Today, out-of-pocket healthcare costs are one of the most difficult financial burdens that many people face. Over 50 percent of patients with private insurance now face a deductible of over $1,000. That’s a huge burden when you consider that two-thirds of households have less than $1,000 in savings.

It’s absolutely critical that health systems create a financial care experience that makes healthcare bills easier to understand, to ease the burden on the patient. We’ve seen that when patients understand their bills and are satisfied with their financial experience at the health system, they are twice as likely to pay their bill in full. Creating a great patient financial experience isn’t just the right thing to do for the patient; it also pays off for the revenue cycle.

What are some best practices for providers to use in creating high-quality patient experiences?

A great mantra for health systems to think about is to give each patient the experience that best meets their needs. Personalization starts with how patients engage with their bills. Increasingly, consumers view and pay bills digitally, and it’s no surprise they expect to be able to do the same with their healthcare bills. We’ve seen our health system clients actually decrease the number of paper statements they send to patients as a result of patients responding to emails about their bills and paying before anything needs to be printed. We’ve also seen huge adoption by patients of mobile form factors and have clients that see nearly half of their bill views occurring on a mobile device.

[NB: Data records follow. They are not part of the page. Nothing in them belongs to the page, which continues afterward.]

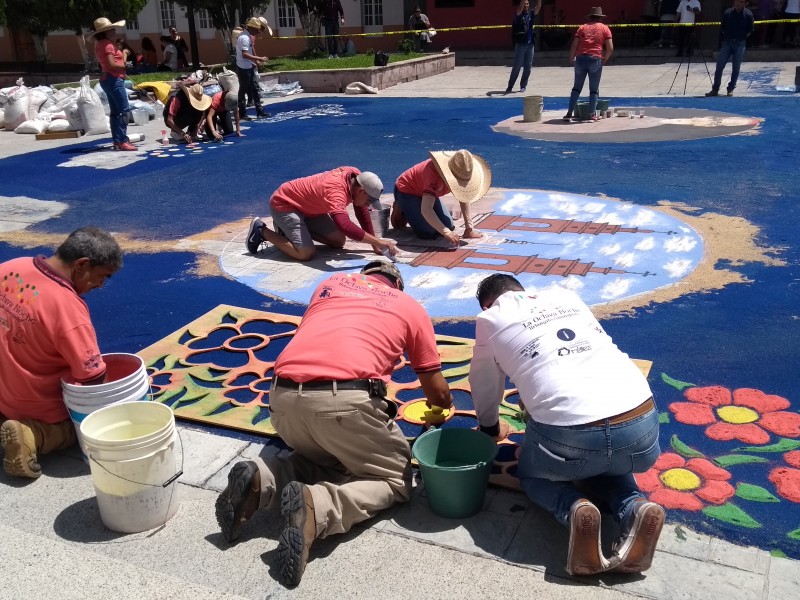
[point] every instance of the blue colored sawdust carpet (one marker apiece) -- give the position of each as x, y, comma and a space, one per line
724, 357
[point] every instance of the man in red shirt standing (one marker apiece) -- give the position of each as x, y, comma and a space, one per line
315, 208
46, 335
591, 49
328, 402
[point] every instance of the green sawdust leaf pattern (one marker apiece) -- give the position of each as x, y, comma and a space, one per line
684, 450
678, 385
730, 513
730, 460
784, 445
756, 493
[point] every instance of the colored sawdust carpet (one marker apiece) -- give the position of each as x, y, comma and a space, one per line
218, 369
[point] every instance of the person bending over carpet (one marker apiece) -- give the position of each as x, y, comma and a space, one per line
315, 208
185, 110
592, 418
350, 459
417, 192
46, 334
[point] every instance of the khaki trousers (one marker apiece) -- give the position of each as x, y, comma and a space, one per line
353, 458
49, 437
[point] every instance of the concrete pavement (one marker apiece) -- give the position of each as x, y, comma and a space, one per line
54, 544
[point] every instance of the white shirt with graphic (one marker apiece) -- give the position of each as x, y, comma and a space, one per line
567, 369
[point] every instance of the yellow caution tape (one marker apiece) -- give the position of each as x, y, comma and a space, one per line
488, 27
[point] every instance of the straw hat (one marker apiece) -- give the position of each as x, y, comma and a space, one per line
103, 24
466, 174
265, 25
196, 96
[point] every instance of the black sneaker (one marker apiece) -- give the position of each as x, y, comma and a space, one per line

Personalized payment options and targeted payment plans are other key ways to meet patient needs. Why offer a payment plan to a patient who has the capacity to pay their bill in full? And for the patient who owes several thousand dollars and has lower financial capacity, how much will a short-term plan with high monthly payments help? We’ve seen that providers offering plans with monthly payments that best fit a patient’s capacity to pay can significantly drive up collections.

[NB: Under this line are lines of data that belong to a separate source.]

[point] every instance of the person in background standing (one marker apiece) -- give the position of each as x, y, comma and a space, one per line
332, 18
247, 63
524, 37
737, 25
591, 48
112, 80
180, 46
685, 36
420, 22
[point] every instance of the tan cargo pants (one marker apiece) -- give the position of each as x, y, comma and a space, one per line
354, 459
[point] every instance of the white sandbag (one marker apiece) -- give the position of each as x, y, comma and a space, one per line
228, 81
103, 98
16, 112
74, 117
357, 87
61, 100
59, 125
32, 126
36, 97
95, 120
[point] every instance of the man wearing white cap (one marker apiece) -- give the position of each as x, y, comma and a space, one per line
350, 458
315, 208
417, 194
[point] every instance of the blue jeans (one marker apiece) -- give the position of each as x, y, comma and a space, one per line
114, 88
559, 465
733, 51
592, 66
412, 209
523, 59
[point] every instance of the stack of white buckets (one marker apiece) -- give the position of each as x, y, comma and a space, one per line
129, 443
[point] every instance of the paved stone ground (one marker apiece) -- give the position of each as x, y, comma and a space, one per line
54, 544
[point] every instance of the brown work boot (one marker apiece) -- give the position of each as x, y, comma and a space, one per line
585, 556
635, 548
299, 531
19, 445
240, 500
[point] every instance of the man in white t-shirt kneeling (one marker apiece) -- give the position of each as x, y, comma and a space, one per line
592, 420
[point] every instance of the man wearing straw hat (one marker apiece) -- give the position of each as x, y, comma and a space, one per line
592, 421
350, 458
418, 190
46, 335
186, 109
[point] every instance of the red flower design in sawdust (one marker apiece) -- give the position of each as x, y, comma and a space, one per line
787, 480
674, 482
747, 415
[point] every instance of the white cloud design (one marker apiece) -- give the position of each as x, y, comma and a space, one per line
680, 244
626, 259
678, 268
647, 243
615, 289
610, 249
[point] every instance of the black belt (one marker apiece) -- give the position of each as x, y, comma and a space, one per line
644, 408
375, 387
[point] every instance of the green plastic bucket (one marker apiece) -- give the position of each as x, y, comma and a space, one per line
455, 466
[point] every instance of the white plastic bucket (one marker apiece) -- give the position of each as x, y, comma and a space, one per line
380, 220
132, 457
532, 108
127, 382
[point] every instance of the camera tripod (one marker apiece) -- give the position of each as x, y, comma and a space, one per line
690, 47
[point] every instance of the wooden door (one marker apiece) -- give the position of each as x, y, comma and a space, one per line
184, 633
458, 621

How can financial care be better integrated into patient care?

Patients already view financial care as being closely connected to clinical care. We’ve seen that patients who are very satisfied with a health system’s billing process are five times more likely to recommend their provider to others. Health systems can better integrate financial care by providing early transparency on out-of-pocket costs and addressing affordability in the preservice experience. This means not just producing a patient cost estimate but matching that with a personalized payment offering that helps that patient plan for payment.

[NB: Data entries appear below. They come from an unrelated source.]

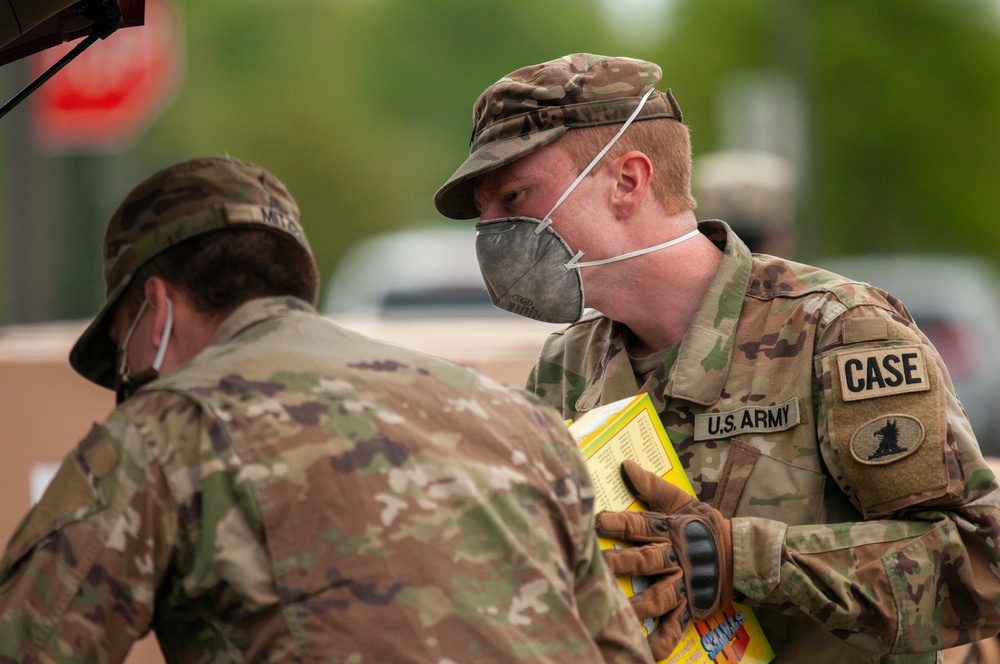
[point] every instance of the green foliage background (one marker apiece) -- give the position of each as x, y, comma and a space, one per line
363, 107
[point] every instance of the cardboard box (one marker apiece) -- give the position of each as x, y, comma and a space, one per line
631, 429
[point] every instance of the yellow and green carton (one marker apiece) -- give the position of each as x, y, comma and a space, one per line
631, 429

What metrics can be used to assess this effort? What sets high-performing providers apart from others in this respect?

Patient satisfaction, or a loyalty metric like net promoter score, is a key metric that high-performing providers focus on. Satisfaction is the right bar for a patient-obsessed organization to strive for, and it leads to financial outcomes like faster time to collect and lower cost to collect.

What do you hope were the key takeaways from the Healthcare Consumerism Symposium?

I think HFMA President and CEO Joe Fifer put it well in his opening fireside chat when he said, “Building trust [with patients] is worth the investment—it really is.”

A few specific themes that I hope others took away from the Symposium:

  • The healthcare industry is evolving, and it’s important to offer personalized patient experiences.
  • Providers need a higher sense of urgency to invest in better patient financial care.
  • Creating patient loyalty is crucial in a world where consumers increasingly have various care options.